Kal laughs and looks at the Cordos again. That's a fair tried, he insists, right? The life of a Cordo spared for the live of a Ratskin saved? The lead Cordo with the most candles on his head retorts that the woman is a witch, and witches must be killed for the safety of everyone. Kal raises his eyebrow at that. While witches, aka psykers, are very much a thing in this setting, it's pretty clear that the Cordos are just targeting Ratskins. Also, if she actually was a psyker, leaving her chained up to die slowly of thirst and exposure would be the absolute stupidest thing you could possibly do with her, and would have probably resulted in everything being on fire long before now. Kal tries to reason, but the Cordos don't seem able or willing to understand that witches and Ratskins are not the same thing, or that their treatment of Ratskins wouldn't make even the slightest amount of sense if they were. Still, candlehead doesn't like being pushed around on his own gang/cult's turf, and isn't backing down. Not even when it's clear that Yolanda has drawn her laser rifle and is perched overhead and has her girl, Muhgurl, ready to take her side. Not even when the hulking mystery figure who was hanging with the Goliaths before comes over to help Team Jerico as well.
I guess that's probably not Beatram, then.
Candlehead sounds an alarm, and a fight breaks out. Lasers and bullets flying everywhere. More Cordos jumping out to help, with some of the locals using this opportunity to kill some of the occupiers and take their stuff, or to kill their market competitors and take their stuff. It seems that Cordo control over Two Pumps was much more tenuous than they wanted it to seem. During the fighting, the big cloaked mystery man gets unhooded, and it turns out to be Gor Halfhorn, the cigar-smoking Minotaur who was mentioned a couple chapters ago. Gor and Kal seem to have met previously, and to be on relatively good terms. Also, the way that the Cordos react when they see the obvious mutant/posthuman unmasked makes it clear that Gor is sick of these people for the same reason Scabs was. New party member acquired!

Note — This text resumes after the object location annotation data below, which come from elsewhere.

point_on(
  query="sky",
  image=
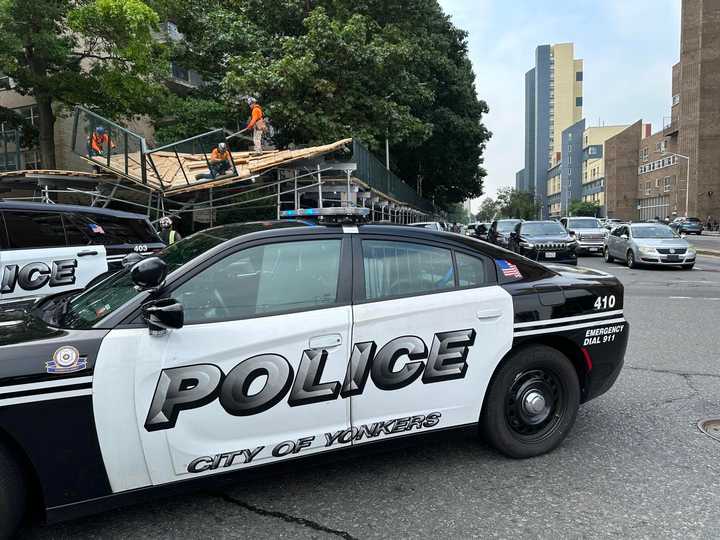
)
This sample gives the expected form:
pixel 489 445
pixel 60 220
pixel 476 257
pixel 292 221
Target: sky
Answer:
pixel 628 48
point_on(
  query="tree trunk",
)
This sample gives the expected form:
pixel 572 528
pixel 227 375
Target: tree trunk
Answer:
pixel 46 129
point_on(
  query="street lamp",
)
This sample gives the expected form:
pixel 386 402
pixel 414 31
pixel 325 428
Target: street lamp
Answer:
pixel 687 183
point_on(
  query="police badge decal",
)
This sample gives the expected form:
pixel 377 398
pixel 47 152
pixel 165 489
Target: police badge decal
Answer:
pixel 66 360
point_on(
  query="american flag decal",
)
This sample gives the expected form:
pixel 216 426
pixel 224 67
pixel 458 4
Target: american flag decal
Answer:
pixel 508 268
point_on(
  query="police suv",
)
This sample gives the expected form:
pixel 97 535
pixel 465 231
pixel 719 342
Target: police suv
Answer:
pixel 246 345
pixel 52 248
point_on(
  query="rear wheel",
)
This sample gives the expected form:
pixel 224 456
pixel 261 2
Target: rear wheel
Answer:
pixel 531 403
pixel 608 258
pixel 13 494
pixel 630 259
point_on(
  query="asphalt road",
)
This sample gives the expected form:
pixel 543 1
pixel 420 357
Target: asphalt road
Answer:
pixel 634 466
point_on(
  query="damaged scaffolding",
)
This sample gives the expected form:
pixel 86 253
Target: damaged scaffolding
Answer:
pixel 177 179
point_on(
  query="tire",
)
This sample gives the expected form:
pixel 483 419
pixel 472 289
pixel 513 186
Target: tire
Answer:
pixel 608 258
pixel 630 259
pixel 506 423
pixel 13 495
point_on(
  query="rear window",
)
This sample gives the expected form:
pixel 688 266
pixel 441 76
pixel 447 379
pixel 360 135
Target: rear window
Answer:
pixel 111 230
pixel 27 229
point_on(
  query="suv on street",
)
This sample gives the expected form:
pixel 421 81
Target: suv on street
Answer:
pixel 52 248
pixel 500 230
pixel 687 226
pixel 588 232
pixel 545 241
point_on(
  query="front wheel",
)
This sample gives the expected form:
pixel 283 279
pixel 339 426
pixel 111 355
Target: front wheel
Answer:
pixel 532 403
pixel 13 494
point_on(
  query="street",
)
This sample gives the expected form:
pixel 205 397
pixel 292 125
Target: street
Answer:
pixel 635 464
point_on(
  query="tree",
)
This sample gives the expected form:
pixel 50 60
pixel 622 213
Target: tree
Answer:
pixel 584 208
pixel 516 204
pixel 330 69
pixel 99 53
pixel 488 210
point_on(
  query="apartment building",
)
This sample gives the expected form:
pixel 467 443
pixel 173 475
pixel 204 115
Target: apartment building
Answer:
pixel 553 102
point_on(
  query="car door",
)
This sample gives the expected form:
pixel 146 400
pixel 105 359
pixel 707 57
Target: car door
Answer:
pixel 427 335
pixel 252 377
pixel 38 260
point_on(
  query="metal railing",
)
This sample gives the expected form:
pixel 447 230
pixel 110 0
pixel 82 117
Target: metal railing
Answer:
pixel 373 172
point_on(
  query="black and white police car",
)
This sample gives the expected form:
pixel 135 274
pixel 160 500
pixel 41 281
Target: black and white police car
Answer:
pixel 251 344
pixel 53 248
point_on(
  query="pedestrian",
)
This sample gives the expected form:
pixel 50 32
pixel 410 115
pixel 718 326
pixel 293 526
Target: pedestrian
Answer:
pixel 168 234
pixel 220 162
pixel 256 123
pixel 99 142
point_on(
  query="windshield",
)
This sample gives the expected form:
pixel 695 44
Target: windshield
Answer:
pixel 507 226
pixel 543 229
pixel 96 303
pixel 583 223
pixel 657 231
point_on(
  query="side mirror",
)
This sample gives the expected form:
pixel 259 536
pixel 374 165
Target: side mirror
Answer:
pixel 149 273
pixel 162 315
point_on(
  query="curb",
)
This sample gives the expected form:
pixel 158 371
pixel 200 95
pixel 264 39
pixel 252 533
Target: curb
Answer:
pixel 709 252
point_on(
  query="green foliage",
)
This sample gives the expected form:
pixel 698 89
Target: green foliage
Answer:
pixel 488 210
pixel 583 208
pixel 329 69
pixel 98 53
pixel 516 204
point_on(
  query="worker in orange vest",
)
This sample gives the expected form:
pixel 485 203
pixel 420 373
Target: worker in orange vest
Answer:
pixel 256 123
pixel 99 142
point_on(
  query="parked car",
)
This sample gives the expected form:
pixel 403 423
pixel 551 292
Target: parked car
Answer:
pixel 52 248
pixel 543 241
pixel 141 387
pixel 432 225
pixel 687 226
pixel 481 231
pixel 500 230
pixel 649 244
pixel 588 232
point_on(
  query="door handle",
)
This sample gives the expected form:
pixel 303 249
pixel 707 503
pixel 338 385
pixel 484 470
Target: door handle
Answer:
pixel 325 342
pixel 485 314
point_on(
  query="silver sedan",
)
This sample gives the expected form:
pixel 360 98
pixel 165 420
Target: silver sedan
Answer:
pixel 649 244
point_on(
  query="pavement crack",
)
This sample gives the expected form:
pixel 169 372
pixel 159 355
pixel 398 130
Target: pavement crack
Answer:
pixel 675 372
pixel 285 517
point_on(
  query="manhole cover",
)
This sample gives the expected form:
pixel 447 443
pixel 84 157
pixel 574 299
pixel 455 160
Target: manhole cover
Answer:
pixel 711 427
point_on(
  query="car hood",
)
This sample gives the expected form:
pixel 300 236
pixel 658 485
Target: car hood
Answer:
pixel 547 238
pixel 662 242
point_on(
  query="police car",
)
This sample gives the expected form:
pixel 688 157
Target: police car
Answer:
pixel 251 344
pixel 52 248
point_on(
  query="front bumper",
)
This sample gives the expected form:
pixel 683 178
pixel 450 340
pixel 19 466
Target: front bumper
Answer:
pixel 667 260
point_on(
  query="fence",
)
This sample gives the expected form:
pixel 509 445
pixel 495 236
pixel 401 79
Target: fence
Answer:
pixel 373 172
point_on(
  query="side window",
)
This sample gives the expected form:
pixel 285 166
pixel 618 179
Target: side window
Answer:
pixel 402 268
pixel 472 272
pixel 27 229
pixel 264 280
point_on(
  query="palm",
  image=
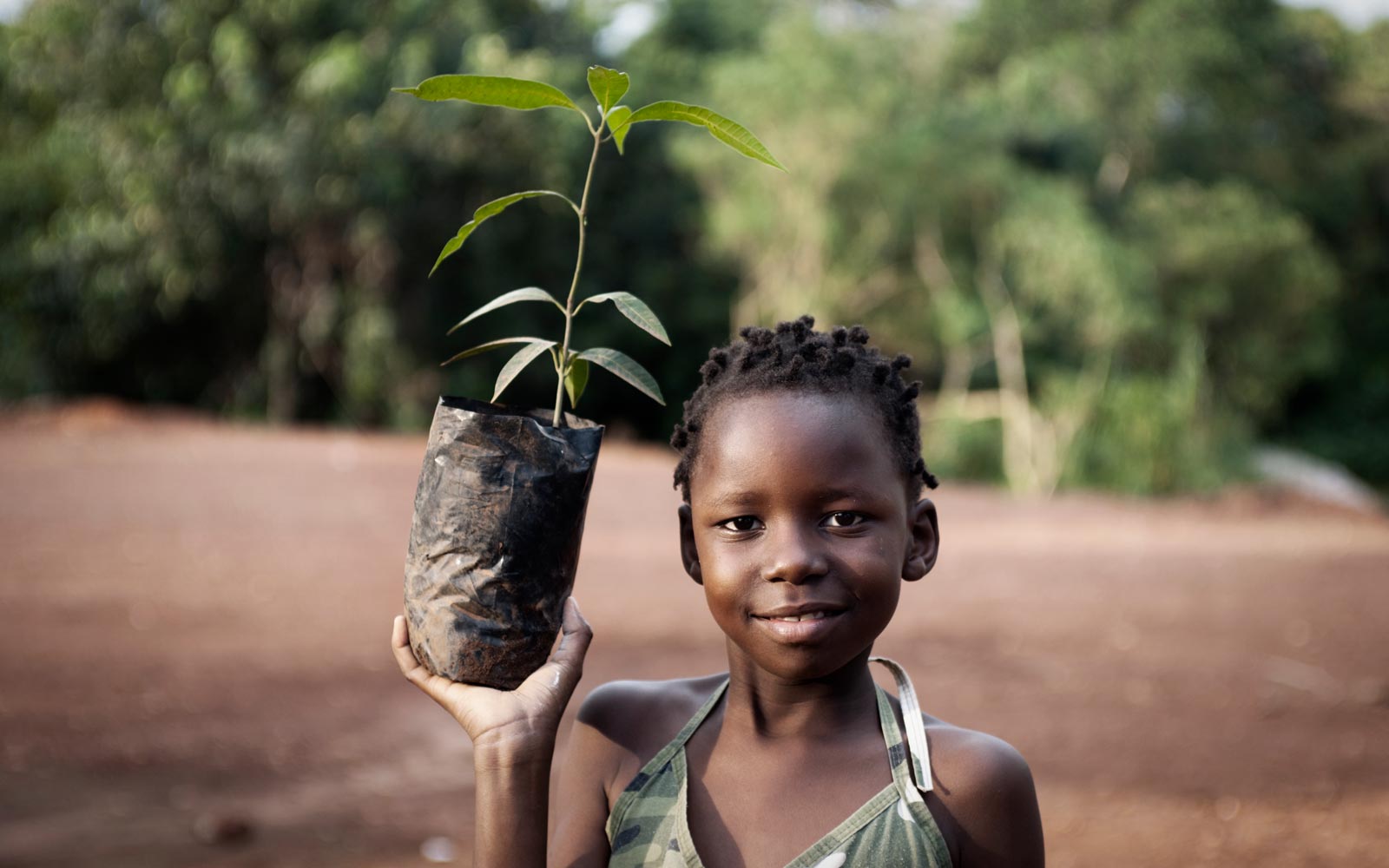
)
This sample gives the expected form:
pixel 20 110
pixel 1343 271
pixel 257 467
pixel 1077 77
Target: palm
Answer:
pixel 534 708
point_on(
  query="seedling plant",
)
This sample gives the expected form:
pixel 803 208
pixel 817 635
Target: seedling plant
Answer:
pixel 613 124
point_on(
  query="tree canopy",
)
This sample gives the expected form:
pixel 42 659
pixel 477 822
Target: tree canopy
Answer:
pixel 1122 240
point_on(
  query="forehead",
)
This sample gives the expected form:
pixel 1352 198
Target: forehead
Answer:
pixel 792 441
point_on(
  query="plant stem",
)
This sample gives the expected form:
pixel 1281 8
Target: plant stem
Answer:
pixel 574 285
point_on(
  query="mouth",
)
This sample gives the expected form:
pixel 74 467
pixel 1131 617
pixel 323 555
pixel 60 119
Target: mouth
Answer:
pixel 799 624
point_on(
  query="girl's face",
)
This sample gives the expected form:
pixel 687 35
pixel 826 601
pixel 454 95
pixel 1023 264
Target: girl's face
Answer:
pixel 800 529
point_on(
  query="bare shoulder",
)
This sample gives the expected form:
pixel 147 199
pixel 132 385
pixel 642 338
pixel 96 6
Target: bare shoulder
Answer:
pixel 988 798
pixel 627 722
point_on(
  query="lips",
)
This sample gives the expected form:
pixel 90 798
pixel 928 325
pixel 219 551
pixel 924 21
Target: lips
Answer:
pixel 800 622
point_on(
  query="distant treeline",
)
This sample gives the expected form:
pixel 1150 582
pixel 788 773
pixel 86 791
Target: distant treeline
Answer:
pixel 1122 240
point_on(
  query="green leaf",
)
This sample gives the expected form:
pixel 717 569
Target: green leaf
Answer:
pixel 721 128
pixel 518 361
pixel 635 310
pixel 530 293
pixel 493 345
pixel 617 122
pixel 629 370
pixel 490 90
pixel 576 379
pixel 492 208
pixel 608 85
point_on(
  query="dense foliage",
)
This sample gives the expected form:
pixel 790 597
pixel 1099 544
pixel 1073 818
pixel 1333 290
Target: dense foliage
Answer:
pixel 1124 240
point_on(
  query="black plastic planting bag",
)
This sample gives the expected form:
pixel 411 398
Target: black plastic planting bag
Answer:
pixel 495 541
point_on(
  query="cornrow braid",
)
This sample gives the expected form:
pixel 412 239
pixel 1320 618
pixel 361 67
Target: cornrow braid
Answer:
pixel 796 358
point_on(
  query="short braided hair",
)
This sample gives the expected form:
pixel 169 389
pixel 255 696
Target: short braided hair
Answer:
pixel 796 358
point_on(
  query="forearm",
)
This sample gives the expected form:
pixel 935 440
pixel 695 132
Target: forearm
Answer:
pixel 513 803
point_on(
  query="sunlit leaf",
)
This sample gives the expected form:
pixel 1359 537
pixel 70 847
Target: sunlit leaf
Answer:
pixel 490 90
pixel 608 85
pixel 492 208
pixel 635 310
pixel 721 128
pixel 629 370
pixel 530 293
pixel 493 345
pixel 518 361
pixel 617 122
pixel 576 379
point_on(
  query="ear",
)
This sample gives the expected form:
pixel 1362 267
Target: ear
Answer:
pixel 925 541
pixel 689 555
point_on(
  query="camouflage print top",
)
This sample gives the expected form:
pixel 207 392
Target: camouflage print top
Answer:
pixel 649 824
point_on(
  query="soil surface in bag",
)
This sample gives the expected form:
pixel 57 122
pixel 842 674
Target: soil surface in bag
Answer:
pixel 495 539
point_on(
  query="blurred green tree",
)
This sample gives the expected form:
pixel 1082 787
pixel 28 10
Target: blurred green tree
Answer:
pixel 221 203
pixel 1087 220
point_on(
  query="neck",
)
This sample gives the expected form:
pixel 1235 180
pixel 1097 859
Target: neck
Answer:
pixel 767 707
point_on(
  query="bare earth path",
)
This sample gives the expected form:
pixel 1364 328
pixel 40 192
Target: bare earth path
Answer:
pixel 194 617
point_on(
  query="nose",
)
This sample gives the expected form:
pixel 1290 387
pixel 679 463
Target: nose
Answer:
pixel 795 555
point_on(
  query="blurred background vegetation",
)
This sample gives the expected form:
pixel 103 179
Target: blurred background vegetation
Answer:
pixel 1124 240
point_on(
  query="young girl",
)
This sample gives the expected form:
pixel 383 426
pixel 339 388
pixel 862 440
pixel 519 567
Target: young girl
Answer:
pixel 803 516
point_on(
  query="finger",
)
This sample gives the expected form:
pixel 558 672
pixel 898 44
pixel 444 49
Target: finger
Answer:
pixel 576 636
pixel 406 660
pixel 566 666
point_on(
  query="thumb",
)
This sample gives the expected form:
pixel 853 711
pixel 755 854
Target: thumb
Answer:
pixel 566 666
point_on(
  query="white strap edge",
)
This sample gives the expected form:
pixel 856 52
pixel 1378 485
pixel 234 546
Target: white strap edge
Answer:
pixel 912 717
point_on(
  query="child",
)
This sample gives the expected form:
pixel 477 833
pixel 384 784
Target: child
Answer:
pixel 802 476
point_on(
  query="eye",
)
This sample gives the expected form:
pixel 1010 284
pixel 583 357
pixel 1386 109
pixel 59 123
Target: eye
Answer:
pixel 844 520
pixel 742 524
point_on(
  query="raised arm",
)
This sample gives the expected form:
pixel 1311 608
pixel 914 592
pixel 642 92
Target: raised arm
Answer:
pixel 513 735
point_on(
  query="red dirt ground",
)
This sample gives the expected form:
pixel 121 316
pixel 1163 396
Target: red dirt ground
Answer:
pixel 194 648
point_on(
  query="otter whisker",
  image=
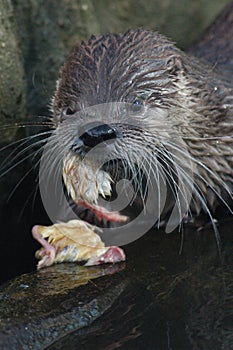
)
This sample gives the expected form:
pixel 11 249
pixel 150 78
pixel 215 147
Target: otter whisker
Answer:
pixel 12 156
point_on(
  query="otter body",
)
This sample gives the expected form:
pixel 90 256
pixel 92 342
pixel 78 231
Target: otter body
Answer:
pixel 193 90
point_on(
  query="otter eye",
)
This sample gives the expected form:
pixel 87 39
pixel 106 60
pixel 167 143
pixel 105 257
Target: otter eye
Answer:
pixel 68 111
pixel 137 105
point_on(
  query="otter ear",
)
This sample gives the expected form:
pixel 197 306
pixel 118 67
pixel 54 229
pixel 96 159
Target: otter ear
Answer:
pixel 175 65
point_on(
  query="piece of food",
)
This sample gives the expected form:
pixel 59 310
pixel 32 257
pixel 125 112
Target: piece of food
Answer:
pixel 74 241
pixel 84 183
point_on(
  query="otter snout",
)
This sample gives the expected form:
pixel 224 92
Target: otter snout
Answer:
pixel 92 137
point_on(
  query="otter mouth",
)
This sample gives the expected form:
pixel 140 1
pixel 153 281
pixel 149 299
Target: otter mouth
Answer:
pixel 85 183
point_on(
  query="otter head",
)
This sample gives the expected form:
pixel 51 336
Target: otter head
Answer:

The fighting continues for...I don't know, a while. It gets pretty monotonous. I think that if it hadn't been the multiple random encounter fights in the earlier chapters I'd have more to say about the prose and action here, but after so many they all just kind of run together. The chapter ends with the gang making their way to the docks, and Kal telling the ferrymen that they want to pay their way downriver. The ferrymen are pretty happy to get out of this warzone (it's a wonder they haven't left already), so off we go.
I'm looking at the length of this book, and it's starting to seem really daunting. Is it really just going to be 14 hours of mostly episodic fight scenes? Even with some more quality dark humor chapters like 5 scattered throughout, this is going to start boring me long before the halfway point, even if I alternate the posts with other reviews. I'm less than three hours into this fourteen hour monstrosity. Why is this book so long? It really doesn't seem like it needs to be.
I might just spread this out into more chunks and do it over a longer period of time, rather than the two I have written in the queue. So, my next Kal Jerico posts will be in a couple weeks. For now, more Wakfu coming up.